Now describe what you want done. Be specific.

Examples:

  • See Linear ticket PROJ-123, create a new branch from main and implement it.
  • Look at the service layer (packages/services) and identify opportunities to improve maintainability and reduce duplication. I want consistent patterns across all entities.
  • This branch implements customer deletion. Do a strict code review and identify what's missing for all customer data to be properly hard deleted.
  • We're migrating from AWS to a cloud-agnostic setup. List what functionality we have in the CDK stack and what needs to be migrated vs deleted.

End of Session: Capture Learnings

Use these prompts after completing a feature to build up Claude's knowledge base.

For complex features:

Write a short, high-level description of the feature and store it in a README file in the feature's directory. If one exists, update it.

Before merging:

Analyze the implementation and consider if anything else needs to be done for it to be production ready. Clean up any test/debug code.

If ready, commit, push, and create a PR.

Knowledge capture:

What did you learn in this session that, if you had known earlier, would have let you complete the task faster?

After Claude answers:

Take the learnings that could help future sessions, condense them, and add them to the claude.md or agents.md files.

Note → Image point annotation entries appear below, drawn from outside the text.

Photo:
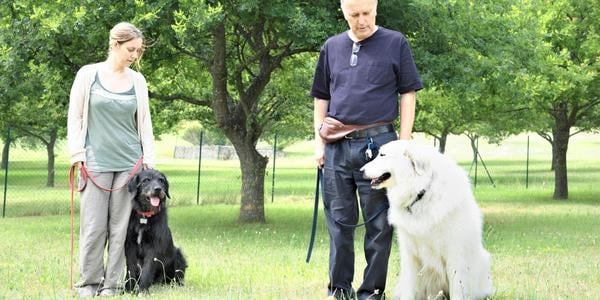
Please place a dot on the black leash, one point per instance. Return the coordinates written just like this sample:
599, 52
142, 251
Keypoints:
315, 215
382, 209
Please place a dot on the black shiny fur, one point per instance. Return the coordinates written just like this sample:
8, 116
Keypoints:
149, 250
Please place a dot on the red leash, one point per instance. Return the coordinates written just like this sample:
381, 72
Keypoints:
85, 174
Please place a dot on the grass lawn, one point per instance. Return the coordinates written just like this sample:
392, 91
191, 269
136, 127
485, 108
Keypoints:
541, 248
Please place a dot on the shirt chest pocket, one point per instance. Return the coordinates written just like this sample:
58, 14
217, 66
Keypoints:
380, 73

Over time, this builds comprehensive context files. Eventually you'll just say "implement PROJ-456" and Claude will know everything it needs.

Code Reviews

Reviewing PRs

Check out the branch first - Claude sometimes gives wrong results if you run /review from main.

Write inline comments for the critical, high, and medium priority issues, then approve.

Write inline comments for the critical and high priority issues, then request changes.

Handling PR Comments

See and fix the issues pointed out in PR comments. Then resolve the comments in GitHub.

Quality Assurance

Use this pattern to verify Claude understands the code before asking it to analyze.

Tell me the intended purpose of this endpoint.

Claude answers. Verify it's correct, then:

Correct. Now analyze the endpoint end-to-end and verify it works as intended.